Langsam wuchs in ihm auch eine Faszination für ein Instrument, das so viele Instrumente in sich vereint und einen ultimativen Reichtum an Klängen bietet: die Orgel. Im Jahr 2017 begann er bei dem Orgellehrer Paul De Maeyer zu studieren.

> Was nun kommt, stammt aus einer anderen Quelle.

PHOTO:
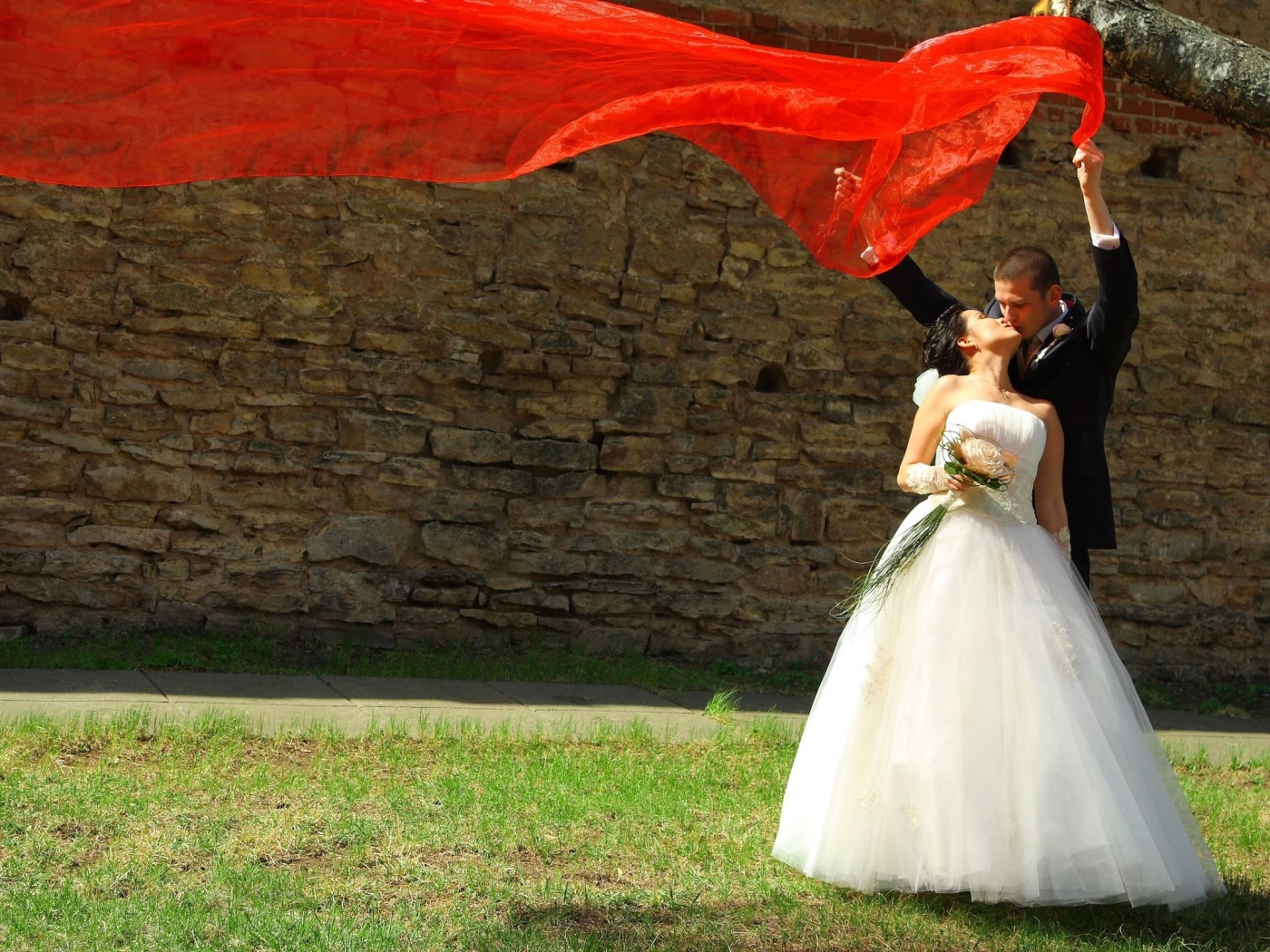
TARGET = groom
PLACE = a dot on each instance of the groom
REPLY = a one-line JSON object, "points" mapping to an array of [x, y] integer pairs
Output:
{"points": [[1070, 355]]}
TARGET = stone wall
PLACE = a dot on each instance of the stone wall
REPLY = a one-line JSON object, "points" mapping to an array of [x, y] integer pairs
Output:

Mittlerweile spielt Maarten regelmäßig Solokonzerte an der Orgel und tritt in Aufführungen mit Orchester, Sologesang oder Chor auf. Durch das Spielen verschiedener Orgeln – jede mit ihrem eigenen Anschlag, ihren diversen Registrierungen und ihrer spezifischen Akustik – entwickelte Maarten eine persönliche Affinität und Liebe zu diesem Instrument. Auch der Reichtum der Orgelklänge gibt ihm als blindem Organisten ein intensives Raumgefühl.
Maarten präsentiert stets überraschende Orgelprogramme, die vorwiegend Alte Musik von Komponisten wie u. a. Georg Friedrich Händel, Dietrich Buxtehude oder William Byrd umfassen. Aber seine Faszination gilt noch immer dem Komponisten, den er schon als Kleinkind so sehr liebte: Johann Sebastian Bach.
Aufgrund seiner Sehbehinderung hat Maarten gelernt, auf besondere Talente zu vertrauen: ein kolossales Gedächtnis, um sich ein umfangreiches Repertoire zu merken, ein absolutes Gehör, das sehr präzise wahrnimmt, und eine fein entwickelte Motorik. Das Ergebnis ist eine besondere Expertise und einfühlsame Interpretationen in seinen musikalischen Darbietungen.
Maarten studierte zudem Musikgeschichte an der Akademie De Kunstbrug und belegt derzeit Kurse in Harmonielehre/Komposition. Außerdem singt er im Chor Helicon von De Kunstbrug.